Все плакали, когда опускали гроб, но отчаяннее всех Дина Демьяновна, которой было так жалко Марию Анатольевну, что она даже будто бы слышала ее ворчливый и испуганный голосок: «Господи, сырость-то какая здесь ужасная...» – и видела грустную усмешку в ее глазах. Когда она подумала таким странным образом о Марии Анатольевне, то никаких сил у нее не осталось, и она в голос заплакала, зарыдала с какими-то неприятно квакающими захлебывающимися закатываниями. Демьян Николаевич даже взял ее за локоть и стал шептать ей на ухо, чтоб она успокоилась. Но какое там!

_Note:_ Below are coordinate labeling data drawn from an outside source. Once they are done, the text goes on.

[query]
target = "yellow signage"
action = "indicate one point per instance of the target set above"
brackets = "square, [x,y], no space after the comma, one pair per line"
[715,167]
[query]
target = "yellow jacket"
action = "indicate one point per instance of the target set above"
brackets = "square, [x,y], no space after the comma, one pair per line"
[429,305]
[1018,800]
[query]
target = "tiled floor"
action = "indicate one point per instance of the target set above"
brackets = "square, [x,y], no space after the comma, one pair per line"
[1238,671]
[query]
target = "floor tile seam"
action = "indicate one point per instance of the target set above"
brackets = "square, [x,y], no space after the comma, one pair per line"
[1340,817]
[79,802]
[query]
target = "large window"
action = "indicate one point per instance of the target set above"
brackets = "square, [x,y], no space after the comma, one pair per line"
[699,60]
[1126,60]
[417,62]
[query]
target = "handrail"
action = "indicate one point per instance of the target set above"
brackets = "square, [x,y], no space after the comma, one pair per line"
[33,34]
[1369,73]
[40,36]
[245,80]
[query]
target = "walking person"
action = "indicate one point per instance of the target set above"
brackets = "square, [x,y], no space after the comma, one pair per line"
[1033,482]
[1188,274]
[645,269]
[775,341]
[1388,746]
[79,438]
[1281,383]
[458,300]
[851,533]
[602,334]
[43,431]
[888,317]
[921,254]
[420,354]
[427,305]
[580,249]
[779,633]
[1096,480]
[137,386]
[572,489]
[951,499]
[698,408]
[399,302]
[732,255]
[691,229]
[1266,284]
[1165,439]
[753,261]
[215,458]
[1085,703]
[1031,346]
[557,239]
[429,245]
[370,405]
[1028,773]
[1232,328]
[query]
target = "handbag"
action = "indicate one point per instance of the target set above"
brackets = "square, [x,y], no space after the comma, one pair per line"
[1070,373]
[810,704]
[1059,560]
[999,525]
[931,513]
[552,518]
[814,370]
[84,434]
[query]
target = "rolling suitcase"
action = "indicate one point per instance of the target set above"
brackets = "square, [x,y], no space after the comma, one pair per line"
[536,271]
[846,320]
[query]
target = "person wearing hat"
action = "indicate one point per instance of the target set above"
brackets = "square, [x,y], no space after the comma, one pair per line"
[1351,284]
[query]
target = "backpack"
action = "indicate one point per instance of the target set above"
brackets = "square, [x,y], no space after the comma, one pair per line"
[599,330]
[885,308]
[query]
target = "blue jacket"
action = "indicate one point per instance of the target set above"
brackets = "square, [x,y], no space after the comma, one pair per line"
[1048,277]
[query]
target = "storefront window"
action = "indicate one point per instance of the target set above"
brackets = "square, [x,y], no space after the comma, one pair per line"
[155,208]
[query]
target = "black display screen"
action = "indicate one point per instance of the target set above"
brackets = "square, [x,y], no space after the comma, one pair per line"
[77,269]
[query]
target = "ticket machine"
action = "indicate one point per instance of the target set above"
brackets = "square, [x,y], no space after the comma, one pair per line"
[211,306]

На поминках Дина Демьяновна выпила три рюмки холодной водки и, не опьянев, успокоилась и стала приглядываться к людям, собравшимся за печальной трапезой.

Люди были внимательны и добры друг к другу, никто не шумел, никто не говорил о делах, и казалось, все любили друг друга, забыв о себе.

Она почти никого не знала из родственников Скворцовых и Денисовых, из рода которых происходила Мария Анатольевна. Да и сами эти родственники, как она поняла, тоже не очень-то хорошо были знакомы между собой. Она узнала сразу сестру Сергея Александровича, которая однажды приезжала на дачу, узнала худеньких ее дочерей, и те ее тоже узнали... А остальные – все были чужие люди.

И среди них военный – молчаливый и хмурый, но предупредительный и очень какой-то весь напряженный в этой своей предупредительности, словно бы только потому и сидел он здесь за столом, чтобы кому-то помочь, не упустить случая передать горячие блины, принесенные с кухни в эмалированной миске, устланной промасленной бумагой, передать соусник со сметаной или растопленным желтым горячим маслом, предложить молча селедку, чудом появившуюся на столе красную рыбу или налить в опустевшие рюмки водки. Он был мрачен и казался в своей парадной форме, в золотистых погонах каким-то чужеродным и неуместно ярким за этим печальным столом и, словно бы сам хорошо сознавая это, мучился своим чужеродством. У него была гладкая, тонко обработанная парикмахером розовая шея, и весь он был гладкий, плотный и очень какой-то душистый, будто бы только что вышел из бани и из парикмахерской, будто бы довольный своей работой мастер только что вытер салфеткой его наодеколоненную розовую шею.

«Кто же это? – думала Дина Демьяновна, равнодушно встречая его ускользающие взгляды. – Неужели племянник Марии Анатольевны? Военный летчик, майор... Наверное, это ее племянник. А имя его? Дмитрий, кажется. Или Федя? Нет, все-таки Митя, если это он. Митя Денисов... А рядом? Жена? Не похоже... Они и словом не обменялись».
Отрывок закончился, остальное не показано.